I wasn’t sure where to look.

But something told me that if I kept going…

She would be waiting.

My head was still pounding when I approached the library counter. The librarian—an older woman with thick glasses and a tight bun—barely looked up as she slid the book through the checkout machine. The sound of a dry beep echoed in the stale library air.

"Are you interested in psychology?" she said in a toneless voice.

"Something like that." My voice sounded hollow, distant.

The woman didn't respond. She handed me the book, and I stuffed it into my backpack with trembling hands. The weight of the old paper and hardcovers pressed against my back as I walked out the library's double doors. The cold evening air hit me in the face, but it didn't make me react.

It wasn't until I got home that I found it.

I was sitting on the edge of my bed, the book open on my knees. The smell of old paper wafted through the air. I turned a page—and then something fell between the pages.

A note.

A small sheet of paper folded in half. The rough texture was different from the book, as if someone had recently stuffed it in there.

I unfolded it.

"Nice efforts. See you today."

My fingers tightened around the paper. My heart hammered in my ears.

I jumped out of bed and looked around the room. Nothing. Just my messy desk, the clothes thrown on the chair, the gray light streaming through the window.
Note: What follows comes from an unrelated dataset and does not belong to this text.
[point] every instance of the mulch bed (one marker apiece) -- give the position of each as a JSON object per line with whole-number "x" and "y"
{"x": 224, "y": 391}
But the feeling that someone had been here—that someone was watching me right now—was too strong to ignore.

My eyes returned to the note. The handwriting was fine, elegant, slightly slanted. Handwriting I didn't recognize… but somehow familiar.

My hands were shaking.

The echo of his voice came back to me:

"You always come back."

I collapsed onto the bed, still holding the note. The weight of the words settled in my chest like a cold stone.

She knew I would come.
She knew I was looking for answers.

Which meant…

She was looking for something from me too.